Napisanie, że nie ustaliliśmy tożsamości, bo nie było radiowozu jest po
prostu niedorzeczne. Żaden przełożony tego nie puści (musi się z
materiałami zapoznać). Jakby puścił przez nieuwagę, to była by jego
ostatnia czynność jako przełożonego.
>
>> i aprobanta wniosku.
> A co on zmieni, jak juz po fakcie ?
Żartujesz? Przełożony zapoznaje się z protokołem zatrzymania ZANIM jego
kopię dostaje zatrzymany. Chyba, że patrol by nie zatrzymał sprawcy w
ogóle, tylko - tylko co? Bo można go zwolnić po ustaleniu tożsamości. W
takiej sytuacji policjanci z patrolu mają z urzędu prokuratora na głowie
za niedopełnienie obowiązków, a materiałów do sądu się nie wysyła.
>
>> A jakby się przedawniło, to i prokurator.
>
> Sam sie ma ukarac ?
Za co? Ustalenie tożsamości nie należy do Prokuratora - poza nielicznymi
i tu nieistotnymi wyjątkami.
> Bo zakladam, ze policja sprawy rok nie trzyma, spisuje co trzeba i pcha
> dalej.
Jeśli wykroczenie, to prokurator nie ma tu nic do rzeczy. Materiały idą
do sądu, oskarżycielem jest przeszkolony policjant. Teoretycznie mogło
by się tak zdarzyć, że wysłano takie materiały, a sąd orientował by się
dopiero na rozprawie, której termin czasem jest wyznaczony kilka za, gdy
miesięcy później.
> Jesli sie przedawnia, to winny ... prokurator ?
Autor niedoróbki.
>
>>> Jesli nie wszystkie, to juz mamy zarzut ...
>>> Teraz tylko kwestia co z tym bank zrobi.
>>> Duza kwota, ewidentne oszustwo - powinien zglosic.
>>> A w papierach obslugujacy pracownik powinien byc.
>> W papierach tak. W zawiadomieniu już niekoniecznie.
> Tak jak pisalem - prowadzacy sledztwo to chyba z reguly bedzie chcial
> przesluchac osobe obslugujaca.
> Nic to wniesie, ale dopiero bylby wytyk, gdyby nie przesluchal :-)
Nie jest to regułą. Zwłaszcza, gdy sprawa wychodzi na jaw po dłuższym
czasie i wiadomo z góry, że to nic do sprawy nie wniesie.
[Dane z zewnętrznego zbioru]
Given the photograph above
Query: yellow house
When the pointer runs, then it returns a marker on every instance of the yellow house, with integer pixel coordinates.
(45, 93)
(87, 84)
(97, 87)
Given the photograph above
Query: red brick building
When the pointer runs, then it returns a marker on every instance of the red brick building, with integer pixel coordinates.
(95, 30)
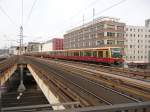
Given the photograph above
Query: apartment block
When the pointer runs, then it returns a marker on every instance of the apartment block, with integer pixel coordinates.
(137, 41)
(101, 32)
(53, 44)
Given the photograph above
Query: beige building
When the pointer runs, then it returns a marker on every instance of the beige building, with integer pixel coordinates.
(137, 41)
(102, 32)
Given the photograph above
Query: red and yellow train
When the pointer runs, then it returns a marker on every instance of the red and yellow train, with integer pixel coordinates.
(107, 55)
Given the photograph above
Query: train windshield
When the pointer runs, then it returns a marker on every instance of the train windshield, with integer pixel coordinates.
(116, 52)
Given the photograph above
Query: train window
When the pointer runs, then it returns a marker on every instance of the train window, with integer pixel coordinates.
(95, 53)
(81, 53)
(100, 54)
(87, 53)
(107, 55)
(76, 53)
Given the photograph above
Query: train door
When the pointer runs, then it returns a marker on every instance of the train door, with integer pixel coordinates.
(100, 54)
(94, 53)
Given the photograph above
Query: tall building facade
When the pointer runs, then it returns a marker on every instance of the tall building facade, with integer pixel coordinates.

Pomijam już
sytuacje, w których ustalenie obsługującego nie jest możliwe.
>
>>>> Dlatego też banki po kredycie wysyłają gratulacje klientowi, bo to
>>>> stanowi dodatkowe utrudnienie dla ozustów.
>>> Troche za pozno :-)
>> No ale to pozwala zdiagnozować problem w miarę wcześnie, a nie, że nagle
>> po 3 latach okaże się, że w danym oddziale był nieuczciwy pracownik i
>> poleciało kilkaset kredytów na słupy. Przynajmniej zminimalizujemy
>> straty.
>
> Kredyty, ktore byly przez 3 lata splacane ...
Gratulacje są wysyłane kilka dni później, więc jak wróci list z
adnotację, że adresat nie znany, to wiadomo, że jest problem.
>
> No owszem, pracownik tez moze wpasc w spirale kredytowa :-)
Często tak bywa. Spłaca jeden kredyt drugim.
-
250. Data: 2017-01-30 18:00:52
Temat: Re: Skan dowodu osobistego
Od: "J.F." <j...@p...onet.pl>
Użytkownik "Robert Tomasik" napisał w wiadomości
W dniu 30-01-17 o 12:04, J.F. pisze:
>>> Żartujesz? Minimum postępowanie wyjaśniające dla autora
>> Ale autor juz sie raz okreslil, nie bylo wolnego radiowozu.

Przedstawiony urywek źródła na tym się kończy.